Imaginez des milliers de tortues marines flottant dans l'océan dans un périmètre à peine plus grand qu'un terrain de football. C'est l'impressionnant phénomène auxquels des chercheurs ont assisté au large du Costa Rica en novembre 2016. "J'ai immédiatement su que quelque chose de spécial était en train de se produire", a expliqué la biologiste marine Vanessa Bézy au National Geographic.

Cela fait plusieurs années que cette spécialiste étudie les tortues dans la région mais c'était la première fois qu'elle assistait à un rassemblement aussi important. "Aujourd'hui encore, je suis sidérée par cette vidéo [filmée depuis les airs grâce à un drone]", a-t-elle confié. "De là-haut, [les tortues] ressemblent à des auto-tamponneuses".

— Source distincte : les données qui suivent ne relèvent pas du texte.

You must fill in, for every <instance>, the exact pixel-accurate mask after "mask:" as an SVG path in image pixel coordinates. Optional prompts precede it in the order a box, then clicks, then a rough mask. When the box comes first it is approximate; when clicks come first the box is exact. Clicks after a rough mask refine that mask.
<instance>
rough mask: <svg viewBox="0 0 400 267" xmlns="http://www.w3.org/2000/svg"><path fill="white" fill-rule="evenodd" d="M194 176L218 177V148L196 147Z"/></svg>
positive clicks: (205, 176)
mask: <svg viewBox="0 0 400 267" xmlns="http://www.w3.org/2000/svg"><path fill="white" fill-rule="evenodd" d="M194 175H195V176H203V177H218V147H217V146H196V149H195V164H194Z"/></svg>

Arribada ou la ponte de milliers de femelles

Si le rassemblement est spectaculaire, il n'est pas inédit, loin de là. Il se produit même tous les ans au large de la ville d'Ostional où se trouve un véritable refuge pour la faune sauvage. Le phénomène qui se produit entre les mois d'août et d'octobre est connu sous le nom d'arrivée en masse ou arribada en espagnol et a un but bien précis.

 

Les tortues femelles se réunissent pour se rapprocher des côtes et venir pondre leurs oeufs sur les plages de façon synchronisée. La majorité d'entre elles appartiennent à l'espèce des tortues olivâtres (Lepidochelys olivacea). Mais les causes de ce comportement restent floues. "C'est un phénomène naturel énigmatique. Nous ne savons pas pourquoi ni comment les tortues se coordonnent ainsi", a confirmé Vanessa Bézy.

Les courants marins, de même que l'orientation de la plage ou le type de sable pourraient influer sur le choix des femelles. Quant à l'objectif de cette arrivée massive et de la ponte synchronisée, l'une des hypothèses suggère qu'elles pourraient maximiser les chances de survie des futures petites tortues. Néanmoins, ce comportement n'est pas sans danger pour les oeufs.

Les tortues arrivant au même endroit plusieurs jours successifs, il n'est pas rare qu'une femelle déterre ou endommage des oeufs pondus par une autre qui l'a précédée. D'après des chiffres cités par The Guardian, chaque tortue olivâtre pond environ cent oeufs. Mais sur les plus de dix millions d'oeufs produits durant une arribada, seul 0,2% survivent jusqu'à éclosion. Et parmi eux, à peine 1% atteignent l'âge adulte.

 

Ces arrivées massives ne se produisent que dans des endroits précis. L'Ostional National Wildlife Refuge serait ainsi le deuxième lieu connaissant les plus grands rassemblements de tortues, après la plage d'Escobilla à Oaxaca (Mexique). En 2017, Vanessa Bézy et ses collègues ont estimé dans une étude la concentration de tortues à plus de 2.000 individus par kilomètre carré à proximité des côtes.

Le jour où la vidéo a été filmée, "il y avait l'équivalent de 5.000 tortues pour une aire d'un terrain de football, sur une zone totale de plus d'un millier de terrains de football", explique l'équipe dans la séquence. "Sans même compter les tortues se trouvant sous la surface". Malheureusement, ce rassemblement est loin de protéger l'espèce.

Menacée par le développement et le tourisme de masse

C'est d'ailleurs pour cette raison que Vanessa Bézy a choisi de publier la séquence trois ans après sa capture. Elle a expliqué que les tortues étaient de plus en plus menacées par les activités humaines et notamment par le nombre croissant de touristes qui s'agglutinent sur les plages à des moments critiques de la ponte ou du développement des animaux.

 

Le développement urbain à proximité et au sein d'Ostional ainsi que la collecte illégale d'oeufs sont d'autres menaces d'origine humaine qui pèsent sur Lepidochelys olivacea, l'une des six espèces de tortues marines considérées comme menacées par l'Union internationale pour la conservation de la nature (UICN). Vanessa Bézy appelle ainsi à prendre des mesures pour réduire la pression sur l'espèce.

"La Wildlife Conservation Association développe des programmes pour protéger les tortues marines et le reste de la faune sauvage de ce site et mène actuellement une campagne pour installer un centre permettant d'organiser toutes ces activités", a précisé la spécialiste qui travaille également avec les communautés locales pour sensibiliser et mettre en place des efforts de conservation.